Year
2002
Abstract
The physical method of fissile materials (FM) detection, developed in the first year of the ISTC project ? 596, demonstrated that it is possible to detect 8 g of 235U in passengers’ luggage in 5 seconds using a pulsed DT source. For this case it is impossible to conceal FM with lead shields. As the proposed model of control system functions using thermal neutrons, it is possible to conceal FM with shields having high thermal neutron absorption cross-section. Calculations performed using the MCNP-4a code have shown that 70-90 µs after a neutron pulse of the neutron generator there are still epicadmium neutrons existing in the system with hydrogencontaining moderators. The goal of the experiments was to separate neutrons and photons and to detect fission neutrons in a specified time interval. The experiments have shown, that at a neutron pulse frequency of 30-60 Hz this task is not resolved due to overload on spectrometers. Analysis of the existing methods of separation of neutrons and photons has shown that this task is basically resolved using a digital technique of separation of various types of particles in scintillators. Each scintillation pulse from a neutron (recoil proton) or photon (electron) can be digitally represented and then identified using a specially created code. In this case the interfering pulses can quite easily be removed during the mathematical processing of scintillation responses of neutrons and photons.
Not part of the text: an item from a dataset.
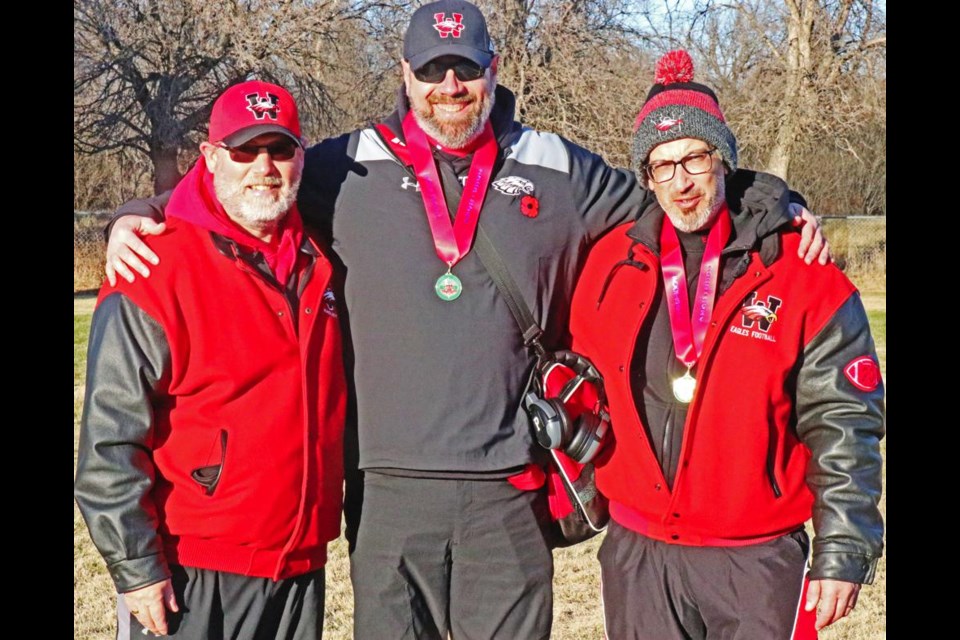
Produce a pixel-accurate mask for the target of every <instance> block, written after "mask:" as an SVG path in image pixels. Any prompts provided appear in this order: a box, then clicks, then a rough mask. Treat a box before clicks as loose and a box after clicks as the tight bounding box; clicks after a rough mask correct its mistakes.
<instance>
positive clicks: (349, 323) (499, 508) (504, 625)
mask: <svg viewBox="0 0 960 640" xmlns="http://www.w3.org/2000/svg"><path fill="white" fill-rule="evenodd" d="M414 4H419V3H411V6H413V5H414ZM490 26H496V23H491V25H490ZM499 60H500V57H499V55H498V54H497V53H496V50H495V47H494V40H493V33H492V32H491V29H489V28H488V24H487V20H486V18H485V17H484V15H483V13H482V11H481V10H480V9H479V7H478V6H476V5H475V4H473V3H470V2H466V1H465V0H437V1H436V2H428V3H423V4H420V6H419V8H418V9H416V10H415V11H414V12H413V13H412V14H411V16H410V21H409V24H408V27H407V30H406V35H405V36H404V41H403V59H402V60H400V61H399V70H400V72H401V75H402V78H398V80H401V81H400V82H398V87H397V89H398V91H397V104H396V108H395V109H394V110H393V111H392V112H391V113H389V114H385V115H384V117H383V118H382V119H381V120H380V121H379V122H378V123H376V124H375V125H372V126H367V127H363V128H361V129H357V130H354V131H352V132H350V133H348V134H345V135H343V136H338V137H334V138H329V139H327V140H323V141H321V142H319V143H318V144H316V145H314V146H312V147H311V148H310V149H309V150H307V152H306V154H305V160H304V174H303V185H304V186H303V188H301V190H300V197H299V199H298V208H299V210H300V211H301V213H302V214H303V216H304V220H305V222H306V223H307V224H311V225H314V226H315V227H316V228H318V229H320V230H322V231H324V232H325V233H327V234H329V235H330V237H331V238H332V239H333V246H334V247H335V249H336V251H337V253H338V256H339V257H340V258H341V259H342V265H343V267H344V274H345V275H344V278H345V279H344V290H343V292H344V296H343V298H344V304H345V308H346V314H344V316H343V317H349V319H350V320H349V324H350V326H349V329H350V336H351V340H349V341H348V344H349V347H350V349H351V354H350V363H351V365H352V366H351V370H352V373H353V380H352V382H353V384H352V385H351V389H352V390H354V391H355V399H356V412H355V414H354V415H355V416H356V421H355V426H356V429H355V430H351V432H350V433H348V436H350V434H351V433H352V436H351V437H349V439H348V441H347V444H348V445H349V450H350V451H351V453H352V454H353V455H351V456H350V457H349V459H348V463H349V466H348V473H347V476H346V478H347V481H346V488H347V491H346V499H345V507H344V512H345V522H346V529H345V531H346V536H347V539H348V541H349V542H350V578H351V582H352V586H353V595H354V626H353V635H354V637H356V638H359V639H363V640H366V639H368V638H371V639H380V638H384V639H388V640H389V639H393V638H422V639H425V640H426V639H430V640H436V639H440V638H448V637H454V638H505V639H511V640H512V639H522V640H547V639H548V638H550V637H551V634H552V625H553V618H552V615H553V608H554V602H553V587H552V579H553V575H554V566H553V554H552V552H551V545H553V544H557V543H558V541H557V533H558V530H559V527H558V526H557V523H556V522H555V521H554V520H553V516H552V514H551V512H550V502H551V500H550V496H549V495H548V492H549V490H550V488H549V484H547V483H545V477H544V473H543V469H542V465H543V464H546V456H547V452H546V450H545V449H543V448H542V447H540V445H539V444H538V443H537V441H536V439H535V434H534V429H533V425H532V424H531V420H530V416H529V415H528V414H527V413H526V412H525V411H524V405H523V399H524V397H525V393H526V390H527V387H528V385H529V383H530V380H531V379H532V377H533V376H532V374H533V371H534V368H535V366H536V356H535V355H534V354H532V353H531V351H533V349H530V350H528V349H526V348H524V342H523V339H524V338H525V337H527V336H523V335H522V334H521V329H520V327H519V326H518V324H517V320H516V318H515V317H514V315H513V314H512V312H511V310H510V307H509V306H508V305H507V304H505V303H504V295H503V294H502V293H501V290H500V287H499V285H498V284H497V283H496V282H495V281H494V279H493V276H492V275H491V270H490V266H491V265H496V264H497V263H502V265H503V270H505V271H506V272H508V273H509V274H510V279H511V280H514V281H515V282H516V283H517V286H518V287H519V290H520V292H521V294H522V296H523V298H524V299H525V302H526V304H527V305H528V306H529V307H530V309H531V311H532V313H533V315H534V316H535V320H536V322H537V323H538V324H539V325H540V327H541V328H542V329H543V335H542V337H541V339H540V340H541V343H542V344H543V345H546V346H547V347H548V348H550V349H554V348H562V347H563V346H564V344H563V340H564V337H565V334H566V326H565V325H566V320H567V315H568V314H567V311H568V309H569V304H570V296H571V293H572V281H573V277H574V275H575V274H576V272H577V270H578V268H579V267H580V265H582V264H583V260H584V259H585V257H586V252H587V247H588V246H589V245H590V244H591V243H593V242H594V241H595V240H596V239H597V238H599V237H601V236H602V235H603V234H605V233H606V232H607V231H609V230H610V229H612V228H614V227H615V226H616V225H618V224H620V223H622V222H624V221H626V220H635V219H636V218H637V216H638V215H639V214H640V213H641V212H642V211H643V210H645V209H646V208H647V207H648V205H650V204H651V203H653V202H654V200H655V197H654V196H653V194H652V193H651V192H650V191H648V190H647V189H646V188H645V185H644V184H643V183H642V181H639V180H638V179H637V175H636V174H635V173H634V172H633V171H630V170H628V169H621V168H616V167H611V166H609V165H608V164H606V162H604V160H603V159H602V158H601V157H600V156H599V155H597V154H595V153H593V152H591V151H589V150H588V149H585V148H583V147H581V146H580V145H577V144H575V143H574V142H573V141H571V140H568V139H565V138H563V137H562V136H559V135H556V134H553V133H550V132H546V131H537V130H535V129H533V128H531V127H530V126H528V125H526V124H524V123H523V122H521V121H520V120H519V119H518V108H517V106H518V105H517V98H516V96H515V95H514V93H513V92H512V91H510V89H509V88H507V87H505V86H503V85H501V84H500V83H499V82H498V75H497V71H498V69H499ZM731 193H733V192H732V191H731ZM780 195H781V194H779V193H775V191H774V190H770V192H769V193H768V194H767V196H768V199H769V200H770V201H771V202H775V201H777V198H779V197H780ZM161 200H162V198H158V199H157V200H156V201H155V202H154V203H153V204H151V203H149V202H148V203H139V204H137V203H136V202H133V203H128V205H125V206H124V207H123V212H124V213H127V212H136V213H139V214H141V215H142V214H146V215H149V216H155V215H156V214H157V213H159V209H160V207H162V206H163V203H162V202H161ZM155 207H156V208H155ZM128 217H130V218H132V217H133V216H128ZM156 217H157V218H159V216H156ZM142 220H147V221H149V222H150V223H151V224H154V223H153V221H150V220H148V219H142ZM143 224H144V225H146V222H144V223H143ZM810 227H811V225H807V227H806V228H807V230H808V232H809V230H810ZM136 228H140V229H141V230H143V231H147V229H148V227H147V226H143V227H139V224H138V223H136V222H129V221H128V222H127V223H124V221H123V218H121V219H120V221H118V223H117V225H116V226H115V227H114V229H115V230H114V233H113V235H112V236H111V243H110V246H111V247H113V250H110V249H108V258H107V264H108V265H111V266H110V267H108V278H109V277H111V274H112V275H113V276H114V277H116V274H117V273H119V274H120V276H121V277H123V278H124V279H133V278H134V273H136V274H138V275H143V276H147V275H148V274H149V270H148V269H147V267H146V264H145V263H143V262H140V261H139V260H137V261H135V262H131V268H130V269H128V268H127V267H126V266H122V267H121V264H122V263H124V261H125V260H126V259H127V257H128V256H130V255H133V254H136V255H140V256H143V257H144V258H147V259H148V260H149V261H150V264H151V265H156V264H158V262H157V260H158V259H159V257H160V256H159V254H153V253H152V252H150V253H149V254H148V253H144V252H143V251H144V247H147V244H146V243H144V242H143V241H141V240H140V239H139V238H136V240H137V243H136V244H135V245H131V246H130V248H129V249H128V250H120V249H119V248H120V247H121V246H123V245H124V244H125V243H124V240H123V238H124V237H125V234H130V235H132V236H133V237H136V234H135V233H133V232H132V231H131V229H136ZM127 237H128V240H129V236H127ZM484 238H486V243H485V242H484ZM115 240H116V241H115ZM485 244H486V245H487V246H489V247H490V248H489V249H487V250H488V251H489V253H487V254H486V255H487V256H490V257H493V256H499V257H497V258H495V259H496V260H497V262H496V263H495V262H490V261H489V260H490V258H488V257H484V256H483V253H484V251H485V249H484V245H485ZM810 246H811V247H812V249H813V250H812V253H811V255H810V260H811V261H812V260H813V258H814V257H815V256H816V255H817V254H818V252H819V248H820V246H822V245H821V244H820V242H819V241H818V242H815V243H814V244H811V245H810ZM170 259H171V258H169V257H166V256H164V257H163V260H164V261H167V260H170ZM821 259H824V260H825V259H826V255H825V254H823V255H821ZM159 264H162V263H159ZM133 265H136V266H133ZM151 268H152V267H151ZM817 268H818V267H811V269H817ZM400 293H402V295H400V297H398V294H400ZM527 344H530V343H529V342H528V343H527ZM412 364H415V365H416V366H415V369H416V372H415V374H411V368H410V367H411V365H412ZM557 515H562V514H559V513H558V514H557Z"/></svg>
The created code and experiments performed have demonstrated the possibility of digital separation of neutrons and photons in stilbene, NE-213 and LS-13. An alternative to use digital technology for the specified task is to create an installation that uses coincidences of fission neutrons and photons. A model of that system with a DD neutron generator and corresponding code has been created. Experiments on the model have shown the fundamental possibility to detect 120 g of 235U in 5 seconds at a neutron yield of ~108 n/s from a pulsed neutron generator.